TIAGO ANTUNES CONQUISTA PRATA EM TARANTO
Tiago Antunes - Foto: Comité Olímpico de Portugal
Tiago Antunes conquistou esta segunda-feira a terceira medalha para o ciclismo português nos Jogos do Mediterrâneo Taranto 2026, com a Prata na prova de fundo.
O português foi hoje o segundo classificado, após os 133,3 quilómetros que se disputaram no Circuito Valle d’Itria, em Taranto, Itália.
O português foi batido ao sprint pelo italiano Tommaso Dati só sobre a meta.
O corredor do Bombarral – que no último sábado conquistou o Ouro, na prova de Contrarrelógio Individual, ao lado de Rafael Reis, que trouxe o Bronze – conseguiu mais uma medalha para Portugal em ciclismo, a sua segunda nesta 20.ª edição dos Jogos do Mediterrâneo.
Leia também
TIAGO ANTUNES DE OURO E RAFAEL REIS DE BRONZE
Fonte: UVP – Federação Portuguesa de Ciclismo
Tiago Antunes com um excelente desempenho
Depois de mais um excelente desempenho, que comprova o bom momento que atravessa, foi em cima do risco que Tommaso Dati se impôs ao sprint, num duelo discutido entre ambos.
Um segundo depois chegaria o italiano Federico Iacomoni, Medalha de Bronze.
Pedro Silva foi o sétimo classificado, a 01m34s do vencedor.
Seguiram-se Afonso Silva e Rafael Reis, que chegaram num grupo mais atrasado.
Foi uma prova exigente e dura e se disputou em formato de circuito, pelas ruas da cidade de Taranto.
“Parabéns ao Tiago por mais esta medalha. Mostrámos, mais uma vez, que temos qualidade e consistência.
Quero também dar os parabéns ao Afonso e ao Rafael, que fizeram um excelente trabalho
Transformaram um percurso relativamente acessível numa corrida dura desde cedo, permitindo-nos chegar à fase decisiva com o Tiago e o Pedro em condições de discutir as medalhas.

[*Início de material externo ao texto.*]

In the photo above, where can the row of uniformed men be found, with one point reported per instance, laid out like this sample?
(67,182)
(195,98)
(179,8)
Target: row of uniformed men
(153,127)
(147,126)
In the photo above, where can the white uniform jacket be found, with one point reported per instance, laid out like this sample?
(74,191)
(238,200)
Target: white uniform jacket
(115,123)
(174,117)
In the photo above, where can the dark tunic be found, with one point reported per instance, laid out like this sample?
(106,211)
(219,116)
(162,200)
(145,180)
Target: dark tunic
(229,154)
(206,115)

Foi um grande trabalho de equipa”, avançou Valter Sousa, Selecionador Nacional de Elites e Sub-23 masculinos e Coordenador das Seleções Nacionais, presente em Taranto para liderar a comitiva portuguesa.
Sobre a corrida feminina, Valter Sousa referiu que “foi uma corrida positiva para as nossas atletas, num pelotão com várias ciclistas que representam algumas das melhores equipas internacionais. Conseguimos competir de igual para igual em muitos momentos, o que é um sinal importante. É este o caminho: estar presentes nestas corridas, ganhar experiência a este nível e continuar a crescer com consistência e ambição”.

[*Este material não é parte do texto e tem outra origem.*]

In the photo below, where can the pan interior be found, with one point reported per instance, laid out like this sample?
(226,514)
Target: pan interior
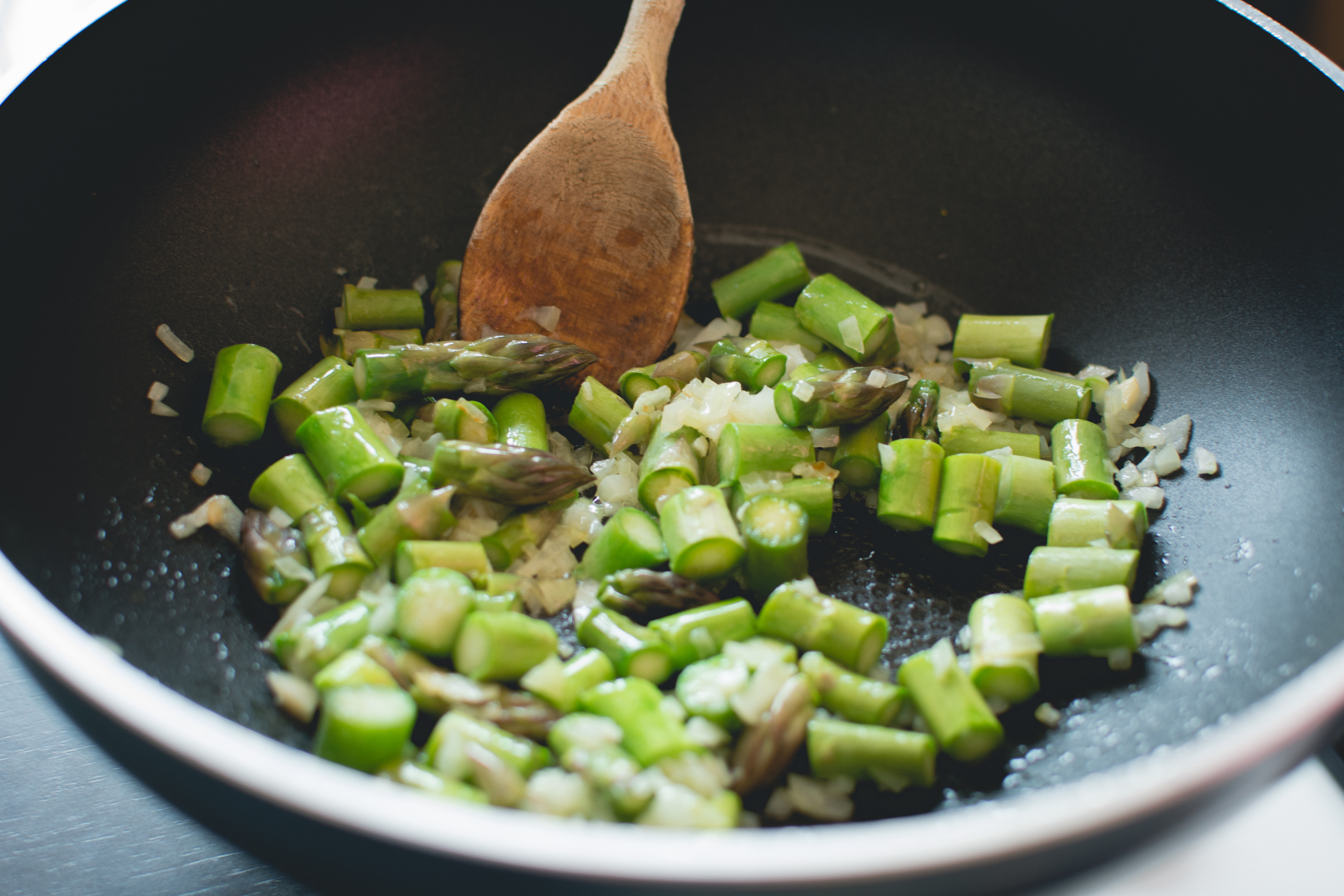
(1175,207)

Raquel Queirós foi a melhor portuguesa
Quanto às femininas, Raquel Queirós terminou a prova de fundo na 13.ª posição, com o mesmo tempo da vencedora, a italiana Rachele Barbieri: 2h08m17s.
Beatriz Roxo foi a 17.ª classificada, depois de terminar os 77,7 quilómetros do percurso, ficando a cinco segundos do grupo que discutiu as medalhas.
O pódio vestiu-se todo ele com as cores da bandeira de Itália, sendo a Prata atribuída a Martina Fidanza e o Bronze ficou com Barbara Guarischi.